I have used supper glue on many wood projects for a finish on small carvings and my turned pens. it works well. I would recommend using the thin formula but any will work. I use small a pieces folded paper towel to apply it in thin coats letting each one dry. You want to use a well ventilated location when you apply it. This is a good article on the basics.

https://www.canadianwoodworking.com/tipstechniques/finishing-ca-glue


----------



## cobalt (Nov 14, 2013)

not yet tried the super glue , but have been busy with a stylised swan .just final shaping and burning it for decoration. Will paint the beak then fix to a shank finish the buffalo collar and polish it. just a tad more burning to do on it and drill nostrils on the beak


----------



## CV3 (Jan 30, 2014)

Well done cobalt. Look forward to seeing the finished stick


----------



## cobalt (Nov 14, 2013)

fitting the swan yet to paint the beak .

The falcon is coming on nearly done. eyes done textured the head, .

Cut a old hazel shank made a 1st clss mess of it .drilled the hole whilst talking to the boss.
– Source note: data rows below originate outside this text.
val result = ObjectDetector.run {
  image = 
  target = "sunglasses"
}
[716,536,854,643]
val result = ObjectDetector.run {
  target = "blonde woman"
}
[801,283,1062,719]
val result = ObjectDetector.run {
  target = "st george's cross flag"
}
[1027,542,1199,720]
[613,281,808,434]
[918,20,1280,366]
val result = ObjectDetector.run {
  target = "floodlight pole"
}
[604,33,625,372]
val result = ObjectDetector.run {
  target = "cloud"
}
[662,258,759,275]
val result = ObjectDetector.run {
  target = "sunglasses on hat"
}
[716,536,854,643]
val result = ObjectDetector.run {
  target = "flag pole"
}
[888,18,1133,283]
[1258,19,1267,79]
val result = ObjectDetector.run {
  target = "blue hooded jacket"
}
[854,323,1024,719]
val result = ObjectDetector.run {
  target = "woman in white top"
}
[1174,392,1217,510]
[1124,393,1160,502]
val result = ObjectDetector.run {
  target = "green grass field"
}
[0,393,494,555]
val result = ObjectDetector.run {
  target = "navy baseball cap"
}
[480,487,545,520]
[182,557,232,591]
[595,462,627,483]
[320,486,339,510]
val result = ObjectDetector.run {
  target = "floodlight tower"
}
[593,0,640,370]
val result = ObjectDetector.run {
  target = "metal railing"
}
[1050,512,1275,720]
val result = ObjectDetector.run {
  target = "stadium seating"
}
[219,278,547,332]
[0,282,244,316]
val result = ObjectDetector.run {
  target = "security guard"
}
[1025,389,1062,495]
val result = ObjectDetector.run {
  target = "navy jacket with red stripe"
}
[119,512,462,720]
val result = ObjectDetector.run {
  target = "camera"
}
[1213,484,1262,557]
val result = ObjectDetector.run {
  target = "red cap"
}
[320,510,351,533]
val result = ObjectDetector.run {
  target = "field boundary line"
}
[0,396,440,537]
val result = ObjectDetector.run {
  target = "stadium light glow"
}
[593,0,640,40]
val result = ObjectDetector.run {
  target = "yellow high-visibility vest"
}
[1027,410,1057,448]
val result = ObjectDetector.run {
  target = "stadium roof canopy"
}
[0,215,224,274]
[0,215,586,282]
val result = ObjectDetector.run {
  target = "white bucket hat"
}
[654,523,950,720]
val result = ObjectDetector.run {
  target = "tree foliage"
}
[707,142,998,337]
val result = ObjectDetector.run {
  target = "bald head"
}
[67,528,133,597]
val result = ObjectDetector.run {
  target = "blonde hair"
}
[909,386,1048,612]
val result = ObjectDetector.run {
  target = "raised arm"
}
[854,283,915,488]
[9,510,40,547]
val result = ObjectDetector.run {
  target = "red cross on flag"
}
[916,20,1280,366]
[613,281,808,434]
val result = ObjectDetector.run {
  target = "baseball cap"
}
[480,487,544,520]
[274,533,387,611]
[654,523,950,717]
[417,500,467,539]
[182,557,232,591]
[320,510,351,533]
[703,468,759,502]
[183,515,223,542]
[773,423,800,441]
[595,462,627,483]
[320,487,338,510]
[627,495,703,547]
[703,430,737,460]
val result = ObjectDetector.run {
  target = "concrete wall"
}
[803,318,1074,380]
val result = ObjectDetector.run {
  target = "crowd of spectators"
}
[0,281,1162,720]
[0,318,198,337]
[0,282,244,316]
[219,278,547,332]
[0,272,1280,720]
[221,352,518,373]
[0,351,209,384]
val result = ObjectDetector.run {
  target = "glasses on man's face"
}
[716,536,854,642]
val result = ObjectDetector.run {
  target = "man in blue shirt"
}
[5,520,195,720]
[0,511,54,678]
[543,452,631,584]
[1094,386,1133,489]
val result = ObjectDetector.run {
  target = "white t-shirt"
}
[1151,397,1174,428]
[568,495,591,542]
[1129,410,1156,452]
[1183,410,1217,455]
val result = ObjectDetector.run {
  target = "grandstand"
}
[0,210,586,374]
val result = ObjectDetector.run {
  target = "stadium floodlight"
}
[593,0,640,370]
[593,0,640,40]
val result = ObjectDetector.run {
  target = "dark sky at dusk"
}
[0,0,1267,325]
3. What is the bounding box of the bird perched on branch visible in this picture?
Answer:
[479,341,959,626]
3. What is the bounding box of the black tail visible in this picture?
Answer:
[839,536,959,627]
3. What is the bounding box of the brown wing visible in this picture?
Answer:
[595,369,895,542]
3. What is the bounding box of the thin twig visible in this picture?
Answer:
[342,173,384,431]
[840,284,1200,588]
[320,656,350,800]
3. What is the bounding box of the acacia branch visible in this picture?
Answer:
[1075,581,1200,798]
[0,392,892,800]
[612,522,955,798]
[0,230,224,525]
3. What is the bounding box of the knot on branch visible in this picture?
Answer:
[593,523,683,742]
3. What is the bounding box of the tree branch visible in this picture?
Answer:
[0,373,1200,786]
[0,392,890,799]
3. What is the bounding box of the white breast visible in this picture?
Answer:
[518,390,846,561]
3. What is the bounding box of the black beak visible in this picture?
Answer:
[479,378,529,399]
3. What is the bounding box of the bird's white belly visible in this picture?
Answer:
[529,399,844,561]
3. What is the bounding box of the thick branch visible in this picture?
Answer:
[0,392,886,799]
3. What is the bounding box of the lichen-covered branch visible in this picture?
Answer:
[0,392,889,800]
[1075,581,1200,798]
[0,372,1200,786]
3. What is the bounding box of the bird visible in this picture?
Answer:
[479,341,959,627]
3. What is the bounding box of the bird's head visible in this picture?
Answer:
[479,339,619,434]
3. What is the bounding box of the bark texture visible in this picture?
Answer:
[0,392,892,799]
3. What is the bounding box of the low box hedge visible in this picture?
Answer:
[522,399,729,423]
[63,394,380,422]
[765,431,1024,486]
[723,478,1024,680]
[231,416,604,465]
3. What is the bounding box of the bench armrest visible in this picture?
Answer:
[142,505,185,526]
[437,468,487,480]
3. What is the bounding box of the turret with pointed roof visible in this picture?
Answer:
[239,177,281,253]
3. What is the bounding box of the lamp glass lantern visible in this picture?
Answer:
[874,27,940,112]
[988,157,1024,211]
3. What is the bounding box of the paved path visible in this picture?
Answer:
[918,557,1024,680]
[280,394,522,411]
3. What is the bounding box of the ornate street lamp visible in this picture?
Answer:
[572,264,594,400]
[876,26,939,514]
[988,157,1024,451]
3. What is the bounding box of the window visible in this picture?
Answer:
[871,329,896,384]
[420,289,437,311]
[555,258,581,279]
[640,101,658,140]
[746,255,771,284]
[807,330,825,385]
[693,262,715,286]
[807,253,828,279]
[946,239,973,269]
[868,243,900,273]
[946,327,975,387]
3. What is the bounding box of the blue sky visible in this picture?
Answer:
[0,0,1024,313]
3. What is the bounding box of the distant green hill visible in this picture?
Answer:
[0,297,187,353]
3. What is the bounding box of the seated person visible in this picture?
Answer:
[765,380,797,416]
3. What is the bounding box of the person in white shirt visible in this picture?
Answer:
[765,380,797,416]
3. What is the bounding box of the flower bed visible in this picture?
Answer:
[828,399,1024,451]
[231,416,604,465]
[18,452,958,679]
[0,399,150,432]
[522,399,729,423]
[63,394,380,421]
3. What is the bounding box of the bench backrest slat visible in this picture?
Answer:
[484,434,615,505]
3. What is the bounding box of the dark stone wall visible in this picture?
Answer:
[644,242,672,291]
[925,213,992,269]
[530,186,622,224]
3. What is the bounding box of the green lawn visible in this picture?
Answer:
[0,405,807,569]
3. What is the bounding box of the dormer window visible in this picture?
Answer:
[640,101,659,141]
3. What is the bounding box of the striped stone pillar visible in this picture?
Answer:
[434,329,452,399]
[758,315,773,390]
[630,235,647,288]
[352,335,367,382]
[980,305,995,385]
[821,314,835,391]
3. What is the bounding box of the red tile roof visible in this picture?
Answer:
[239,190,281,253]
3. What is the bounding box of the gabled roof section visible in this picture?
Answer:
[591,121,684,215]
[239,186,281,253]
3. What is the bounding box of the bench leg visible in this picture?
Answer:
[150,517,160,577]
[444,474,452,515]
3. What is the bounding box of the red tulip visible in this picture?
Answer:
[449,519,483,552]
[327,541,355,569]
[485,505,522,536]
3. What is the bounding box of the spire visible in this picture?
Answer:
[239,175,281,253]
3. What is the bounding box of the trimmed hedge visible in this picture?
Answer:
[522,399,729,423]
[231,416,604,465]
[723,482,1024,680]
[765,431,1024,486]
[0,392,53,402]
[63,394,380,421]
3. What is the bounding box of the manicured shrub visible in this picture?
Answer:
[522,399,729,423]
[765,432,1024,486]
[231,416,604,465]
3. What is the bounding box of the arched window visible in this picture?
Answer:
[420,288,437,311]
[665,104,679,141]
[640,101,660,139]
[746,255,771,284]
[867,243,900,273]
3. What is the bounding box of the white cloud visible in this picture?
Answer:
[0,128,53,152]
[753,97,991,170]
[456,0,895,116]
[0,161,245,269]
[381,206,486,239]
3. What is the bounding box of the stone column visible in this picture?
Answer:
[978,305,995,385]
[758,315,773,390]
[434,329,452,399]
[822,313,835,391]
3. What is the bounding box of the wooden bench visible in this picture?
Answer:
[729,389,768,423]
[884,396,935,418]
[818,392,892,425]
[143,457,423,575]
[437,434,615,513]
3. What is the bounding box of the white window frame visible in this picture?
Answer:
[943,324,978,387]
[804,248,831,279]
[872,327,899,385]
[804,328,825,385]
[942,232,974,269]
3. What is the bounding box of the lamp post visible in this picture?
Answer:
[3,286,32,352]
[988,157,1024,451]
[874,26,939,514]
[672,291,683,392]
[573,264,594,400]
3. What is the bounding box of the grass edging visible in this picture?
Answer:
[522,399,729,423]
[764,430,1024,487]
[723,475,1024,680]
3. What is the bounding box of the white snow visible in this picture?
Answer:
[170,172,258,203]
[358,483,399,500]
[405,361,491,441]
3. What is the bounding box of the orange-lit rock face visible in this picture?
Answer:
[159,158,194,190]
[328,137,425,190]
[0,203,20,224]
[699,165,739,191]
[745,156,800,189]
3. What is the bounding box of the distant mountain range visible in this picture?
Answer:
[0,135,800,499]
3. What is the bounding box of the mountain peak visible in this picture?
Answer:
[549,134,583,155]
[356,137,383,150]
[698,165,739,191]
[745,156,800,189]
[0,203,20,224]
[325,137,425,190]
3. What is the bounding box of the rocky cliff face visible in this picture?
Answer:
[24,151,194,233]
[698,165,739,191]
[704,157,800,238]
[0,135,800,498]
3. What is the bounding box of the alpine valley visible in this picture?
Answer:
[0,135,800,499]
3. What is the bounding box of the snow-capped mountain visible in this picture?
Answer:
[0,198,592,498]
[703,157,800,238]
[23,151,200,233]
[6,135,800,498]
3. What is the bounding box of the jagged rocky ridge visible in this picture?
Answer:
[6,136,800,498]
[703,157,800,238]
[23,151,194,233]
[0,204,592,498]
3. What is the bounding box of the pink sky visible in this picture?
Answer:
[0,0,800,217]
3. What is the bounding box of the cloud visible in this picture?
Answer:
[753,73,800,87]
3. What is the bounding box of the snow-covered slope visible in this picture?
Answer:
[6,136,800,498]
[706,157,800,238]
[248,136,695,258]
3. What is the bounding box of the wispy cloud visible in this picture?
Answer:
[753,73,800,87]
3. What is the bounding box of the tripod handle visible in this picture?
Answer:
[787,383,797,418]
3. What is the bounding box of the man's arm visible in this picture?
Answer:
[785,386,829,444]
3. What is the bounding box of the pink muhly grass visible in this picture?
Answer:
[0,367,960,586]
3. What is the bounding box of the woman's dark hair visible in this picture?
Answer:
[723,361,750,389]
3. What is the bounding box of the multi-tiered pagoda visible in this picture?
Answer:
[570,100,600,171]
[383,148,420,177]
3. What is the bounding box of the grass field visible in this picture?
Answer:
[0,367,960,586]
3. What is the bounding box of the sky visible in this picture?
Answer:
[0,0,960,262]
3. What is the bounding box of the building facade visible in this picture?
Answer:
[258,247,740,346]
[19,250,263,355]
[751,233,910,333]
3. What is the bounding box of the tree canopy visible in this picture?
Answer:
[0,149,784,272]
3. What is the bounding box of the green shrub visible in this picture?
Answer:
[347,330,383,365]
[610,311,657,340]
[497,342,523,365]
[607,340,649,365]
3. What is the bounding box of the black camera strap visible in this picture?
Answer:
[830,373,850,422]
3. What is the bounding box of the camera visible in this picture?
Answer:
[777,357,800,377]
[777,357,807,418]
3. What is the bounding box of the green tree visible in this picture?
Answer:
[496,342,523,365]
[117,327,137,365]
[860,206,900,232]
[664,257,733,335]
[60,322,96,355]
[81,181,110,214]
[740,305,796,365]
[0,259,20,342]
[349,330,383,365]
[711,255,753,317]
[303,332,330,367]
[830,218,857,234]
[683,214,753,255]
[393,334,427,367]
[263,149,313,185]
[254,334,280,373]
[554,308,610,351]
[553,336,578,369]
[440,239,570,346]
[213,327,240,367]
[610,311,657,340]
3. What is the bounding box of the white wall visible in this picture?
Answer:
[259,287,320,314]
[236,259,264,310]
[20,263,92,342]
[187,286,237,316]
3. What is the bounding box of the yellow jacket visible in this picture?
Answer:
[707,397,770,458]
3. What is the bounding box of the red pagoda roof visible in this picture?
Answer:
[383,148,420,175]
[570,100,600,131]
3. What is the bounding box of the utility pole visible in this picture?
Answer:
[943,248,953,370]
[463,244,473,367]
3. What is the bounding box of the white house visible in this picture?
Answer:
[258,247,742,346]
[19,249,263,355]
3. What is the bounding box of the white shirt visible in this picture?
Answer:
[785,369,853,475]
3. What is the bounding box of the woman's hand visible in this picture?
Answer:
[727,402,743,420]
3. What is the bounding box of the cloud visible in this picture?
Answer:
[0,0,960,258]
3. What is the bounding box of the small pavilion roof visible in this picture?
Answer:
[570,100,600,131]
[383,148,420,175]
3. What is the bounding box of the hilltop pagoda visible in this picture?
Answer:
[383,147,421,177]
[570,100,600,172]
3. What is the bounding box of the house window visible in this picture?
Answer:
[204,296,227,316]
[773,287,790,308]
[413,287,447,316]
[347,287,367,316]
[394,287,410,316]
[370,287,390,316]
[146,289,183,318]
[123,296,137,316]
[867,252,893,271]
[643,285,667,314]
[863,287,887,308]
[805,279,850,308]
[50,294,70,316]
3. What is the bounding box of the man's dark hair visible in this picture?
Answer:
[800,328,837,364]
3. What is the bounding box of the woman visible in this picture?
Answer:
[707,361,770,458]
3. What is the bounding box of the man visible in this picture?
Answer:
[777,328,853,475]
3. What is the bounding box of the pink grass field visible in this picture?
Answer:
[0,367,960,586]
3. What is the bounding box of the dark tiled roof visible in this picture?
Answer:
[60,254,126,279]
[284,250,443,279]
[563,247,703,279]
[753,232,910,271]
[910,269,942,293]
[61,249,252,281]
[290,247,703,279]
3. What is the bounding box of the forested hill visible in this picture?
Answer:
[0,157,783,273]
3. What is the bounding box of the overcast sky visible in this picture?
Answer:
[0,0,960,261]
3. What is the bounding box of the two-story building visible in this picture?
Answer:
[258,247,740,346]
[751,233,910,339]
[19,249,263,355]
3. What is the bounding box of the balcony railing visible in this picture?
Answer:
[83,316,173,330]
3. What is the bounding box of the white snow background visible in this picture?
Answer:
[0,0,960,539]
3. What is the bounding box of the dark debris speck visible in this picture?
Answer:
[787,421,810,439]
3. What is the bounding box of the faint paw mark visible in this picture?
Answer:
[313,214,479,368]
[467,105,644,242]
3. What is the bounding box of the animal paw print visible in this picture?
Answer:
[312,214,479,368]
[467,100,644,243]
Realised the was a slight fault in the top of the shank ,so cut a couple of inches of it . The n realised i hadnt cut the hole for the steel rod straight cutting it down made me realise how bad a angle i had cut it..So a quick repair job with some dowel glued it in place and shall redrill it when the gluse dries

state of play at the moment.


----------



## cobalt (Nov 14, 2013)

got the second stage burning done on the falcon . decided to reduce the length of the beak on it to make it less venerable to damage .Not sure if I have done the right thing. Fitted a the steel rod and buffalo collar ready to fit to the shank. About ready to fit the eyes, .then paint it

the stylized swan just needs the beak finally painting and coating with varnish

beging second stage burning




































roughing out the dolphin


----------



## CV3 (Jan 30, 2014)

I think you made a good choice. The beak of the falcon are smaller. He looks good. The swan is looks good. I like the two different collars.


----------



## Gloops (Jan 23, 2015)

Looking good Dennis, re plugging the hole and re doing been there myself infuriating result for a lack of concentration. Looking forward to the finished collection.


----------



## cobalt (Nov 14, 2013)

getting there slowly

base coat mixed with pearlised paint






















final touches done














have to fix them to shanks and polish the collar


----------



## CV3 (Jan 30, 2014)

Well done cobalt they look really good!


----------



## cobalt (Nov 14, 2013)

attached toppers to the shanks today

The buffalo horn collars need a final trim then a good polish


----------